Chris didn't cut down living Coulter pines to supply the school with beams. When Hubbell asked for beams, Chris immediately thought of a stand of dead trees he needed to remove from the Southern side of the mountain.
"As a result of the Western pine beetle, there's about 4,000 dead trees on Palomar," Chris said while bolting an Alaskan mill onto the 36-inch bar of his chain saw. "It's a wonderful feeling to see this tree go into a project like this to re-green Tijuana. It completes the cycle." While their fathers plastered the vaulted ceilings indoors, Alejandro Lara, 8, and Rigo Cruz, 7, watched Chris work with his chain saw.

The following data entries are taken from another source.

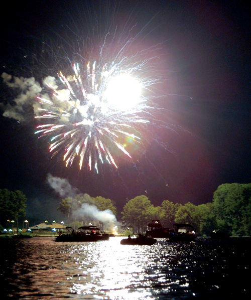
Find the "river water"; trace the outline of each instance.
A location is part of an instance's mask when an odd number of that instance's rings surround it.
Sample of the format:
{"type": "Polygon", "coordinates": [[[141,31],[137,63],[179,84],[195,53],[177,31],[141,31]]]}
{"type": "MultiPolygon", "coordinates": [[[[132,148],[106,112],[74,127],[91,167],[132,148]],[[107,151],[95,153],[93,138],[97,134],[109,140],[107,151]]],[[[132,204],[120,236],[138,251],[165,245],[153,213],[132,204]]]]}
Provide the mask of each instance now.
{"type": "Polygon", "coordinates": [[[251,298],[251,238],[153,246],[121,238],[0,238],[1,300],[251,298]]]}

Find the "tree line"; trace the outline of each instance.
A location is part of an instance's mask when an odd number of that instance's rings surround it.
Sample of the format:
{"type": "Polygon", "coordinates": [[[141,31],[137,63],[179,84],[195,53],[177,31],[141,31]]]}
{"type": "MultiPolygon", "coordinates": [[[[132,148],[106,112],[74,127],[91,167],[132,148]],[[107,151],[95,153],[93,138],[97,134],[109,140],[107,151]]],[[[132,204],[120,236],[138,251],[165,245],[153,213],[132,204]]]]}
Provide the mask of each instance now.
{"type": "Polygon", "coordinates": [[[144,231],[152,220],[160,220],[166,228],[174,223],[191,224],[198,235],[210,235],[213,230],[232,235],[251,235],[251,184],[219,186],[211,202],[195,205],[190,202],[174,204],[164,201],[154,207],[145,196],[130,200],[122,212],[125,226],[136,232],[144,231]]]}
{"type": "Polygon", "coordinates": [[[0,189],[0,228],[8,227],[9,223],[15,221],[19,228],[19,217],[26,216],[26,196],[17,190],[10,192],[0,189]]]}
{"type": "MultiPolygon", "coordinates": [[[[6,226],[8,220],[13,218],[18,222],[19,216],[25,216],[26,201],[20,191],[0,190],[0,224],[6,226]]],[[[68,216],[69,223],[73,212],[84,203],[116,214],[113,201],[87,194],[62,199],[58,209],[68,216]]],[[[209,235],[216,230],[251,236],[251,184],[222,184],[214,192],[211,202],[199,205],[165,200],[160,206],[154,206],[146,196],[138,196],[127,203],[121,214],[124,228],[132,228],[135,232],[144,232],[152,220],[160,220],[166,228],[172,228],[174,223],[191,224],[198,235],[209,235]]]]}

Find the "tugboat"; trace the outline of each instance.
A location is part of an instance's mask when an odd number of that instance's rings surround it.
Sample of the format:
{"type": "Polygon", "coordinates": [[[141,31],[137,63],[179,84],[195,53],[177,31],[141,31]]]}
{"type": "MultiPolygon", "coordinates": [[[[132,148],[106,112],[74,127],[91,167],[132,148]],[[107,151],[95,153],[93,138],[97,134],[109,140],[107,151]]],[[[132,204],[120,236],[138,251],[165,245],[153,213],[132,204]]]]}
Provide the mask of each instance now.
{"type": "Polygon", "coordinates": [[[96,242],[109,239],[109,235],[104,232],[101,234],[96,226],[81,226],[76,232],[70,226],[66,229],[68,233],[57,236],[56,242],[96,242]]]}
{"type": "Polygon", "coordinates": [[[164,228],[159,220],[153,220],[147,225],[146,234],[153,237],[169,237],[171,232],[169,228],[164,228]]]}
{"type": "Polygon", "coordinates": [[[196,238],[193,227],[189,224],[174,224],[174,232],[170,234],[170,242],[192,242],[196,238]]]}

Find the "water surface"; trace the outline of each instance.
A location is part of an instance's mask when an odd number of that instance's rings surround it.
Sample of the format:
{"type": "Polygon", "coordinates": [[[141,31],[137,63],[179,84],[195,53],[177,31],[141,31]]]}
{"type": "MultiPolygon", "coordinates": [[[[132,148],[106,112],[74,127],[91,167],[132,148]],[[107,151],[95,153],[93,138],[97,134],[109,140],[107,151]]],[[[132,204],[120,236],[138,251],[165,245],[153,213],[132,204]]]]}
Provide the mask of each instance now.
{"type": "Polygon", "coordinates": [[[250,298],[250,238],[153,246],[121,245],[121,238],[1,238],[1,299],[250,298]]]}

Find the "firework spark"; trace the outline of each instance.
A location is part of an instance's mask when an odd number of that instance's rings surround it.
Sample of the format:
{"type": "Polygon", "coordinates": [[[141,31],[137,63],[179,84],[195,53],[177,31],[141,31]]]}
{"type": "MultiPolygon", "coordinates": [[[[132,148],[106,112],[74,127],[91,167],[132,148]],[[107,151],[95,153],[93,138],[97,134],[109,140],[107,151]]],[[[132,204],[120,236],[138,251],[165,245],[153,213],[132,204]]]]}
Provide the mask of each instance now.
{"type": "Polygon", "coordinates": [[[84,161],[98,173],[99,164],[105,161],[117,168],[111,148],[115,146],[132,158],[123,140],[130,137],[141,142],[135,132],[149,122],[145,116],[150,108],[142,91],[155,80],[140,76],[150,68],[151,60],[139,64],[135,57],[131,58],[117,58],[117,63],[101,68],[95,62],[83,69],[74,64],[73,76],[58,74],[61,88],[46,82],[49,93],[37,97],[40,113],[35,118],[49,121],[38,125],[35,133],[52,136],[49,148],[53,155],[65,149],[66,166],[79,156],[80,169],[84,161]]]}

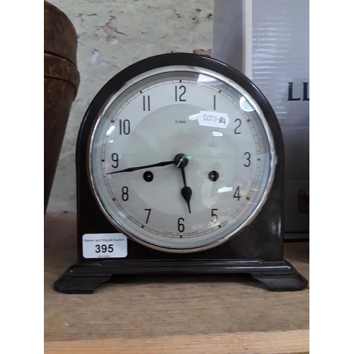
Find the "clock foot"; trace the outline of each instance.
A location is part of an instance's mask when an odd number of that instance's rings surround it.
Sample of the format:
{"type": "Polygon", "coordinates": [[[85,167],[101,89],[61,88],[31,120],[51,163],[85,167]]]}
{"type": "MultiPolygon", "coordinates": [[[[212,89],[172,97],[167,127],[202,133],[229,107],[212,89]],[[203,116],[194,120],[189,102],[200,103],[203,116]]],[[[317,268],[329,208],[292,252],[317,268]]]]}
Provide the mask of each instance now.
{"type": "Polygon", "coordinates": [[[252,277],[263,282],[271,291],[299,291],[307,287],[307,280],[295,269],[290,275],[255,274],[252,277]]]}
{"type": "MultiPolygon", "coordinates": [[[[102,283],[110,279],[111,274],[98,274],[80,271],[80,266],[72,266],[55,283],[56,290],[65,294],[92,294],[102,283]],[[79,272],[76,272],[79,270],[79,272]]],[[[89,270],[89,266],[88,267],[89,270]]]]}

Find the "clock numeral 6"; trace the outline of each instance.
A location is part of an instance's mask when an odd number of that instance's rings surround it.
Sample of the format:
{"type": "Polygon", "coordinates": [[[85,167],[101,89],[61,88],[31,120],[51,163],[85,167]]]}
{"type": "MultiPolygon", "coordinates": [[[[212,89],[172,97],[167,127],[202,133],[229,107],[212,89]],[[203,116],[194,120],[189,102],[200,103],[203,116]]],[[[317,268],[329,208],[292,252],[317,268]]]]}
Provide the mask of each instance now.
{"type": "Polygon", "coordinates": [[[128,199],[129,199],[129,194],[128,194],[128,192],[129,192],[129,188],[125,185],[122,188],[122,199],[126,202],[128,199]]]}
{"type": "Polygon", "coordinates": [[[217,222],[217,220],[219,219],[217,217],[217,214],[215,214],[214,212],[218,210],[218,209],[212,209],[212,217],[215,217],[215,219],[212,219],[212,222],[217,222]]]}
{"type": "Polygon", "coordinates": [[[129,120],[125,119],[123,121],[121,119],[119,120],[119,134],[120,135],[130,134],[130,121],[129,120]]]}
{"type": "Polygon", "coordinates": [[[178,219],[178,231],[180,232],[184,232],[184,224],[182,224],[181,222],[184,221],[184,219],[183,217],[180,217],[178,219]]]}

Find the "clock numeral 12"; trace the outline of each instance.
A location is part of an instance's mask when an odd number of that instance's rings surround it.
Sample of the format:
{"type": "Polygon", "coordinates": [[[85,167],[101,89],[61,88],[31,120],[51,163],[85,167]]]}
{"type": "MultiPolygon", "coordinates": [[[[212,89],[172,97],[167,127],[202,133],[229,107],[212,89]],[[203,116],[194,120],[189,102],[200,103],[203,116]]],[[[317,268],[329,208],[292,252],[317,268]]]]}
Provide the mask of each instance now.
{"type": "Polygon", "coordinates": [[[178,101],[180,102],[185,101],[186,100],[185,100],[184,98],[182,98],[182,96],[185,93],[185,91],[186,91],[185,86],[183,85],[181,85],[179,86],[178,89],[183,91],[182,93],[181,93],[181,95],[179,95],[179,96],[177,94],[177,88],[178,88],[177,86],[175,86],[175,101],[176,101],[176,102],[178,102],[178,101]]]}
{"type": "Polygon", "coordinates": [[[142,110],[150,110],[150,96],[149,95],[142,96],[142,110]]]}

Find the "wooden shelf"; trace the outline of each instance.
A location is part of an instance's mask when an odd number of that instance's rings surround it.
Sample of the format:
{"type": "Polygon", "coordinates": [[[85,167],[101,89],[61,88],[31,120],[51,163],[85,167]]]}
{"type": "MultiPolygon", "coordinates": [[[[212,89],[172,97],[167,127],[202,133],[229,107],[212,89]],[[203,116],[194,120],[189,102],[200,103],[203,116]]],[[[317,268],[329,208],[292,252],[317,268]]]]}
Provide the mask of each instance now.
{"type": "MultiPolygon", "coordinates": [[[[46,353],[309,352],[309,290],[271,292],[248,276],[122,277],[92,295],[54,282],[76,261],[76,215],[45,222],[46,353]]],[[[309,244],[285,244],[309,280],[309,244]]]]}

It was a rare opportunity. Not only are there few pine logs in Tijuana, there are even fewer 6-foot-plus gringos with mountain-man beards and roaring chain saws.
This is the second school that the Americas Foundation has asked Hubbell to create in Colonia Esperanza (El Jardin de Los Ninos opened in 1991). The current project includes the greenhouse, administrative of-fices, classrooms and caretaker's residence.
Eventually, the Americas Foundation would like to use all of the property by adding an amphitheater, auditorium and library. This isn't a piecemeal project," Hubbell said, "but an effort to get it all together in one place so students can learn about all their choices."
Another major part of the curriculum at Colonia Esperanza will be a water reclamation plant based on new technology developed at EcoPark.
"The pollution problem in the Tijuana River will not be solved just because a new plant is built. A lot of pollution comes from drainage, with no thought given to planting and control," Hubbell said.
According to Hubbell, the people of Colonia Esperanza saved the hilltop for a school, but just because construction is under way and classes are already taught in one of the completed classrooms does not mean the school is established.
For an artist whose work resides in palaces, Hubbell is anything but a prima donna.
"When I work with crafts people, I have a lot of control, but down here, it's the first time for many of the people to make something like this, so I have to improvise around what they can do," he said. "It's like sitting in with a jazz group. You listen to what they're playing and then you play along with them. I always improvise anyway.”
The music they're playing at Colonia Esperanza is developing into something new. "Every time I cross the border, it's like a thread has been stitched and as I go back and forth, the thread pulls Tijuana and San Diego together.”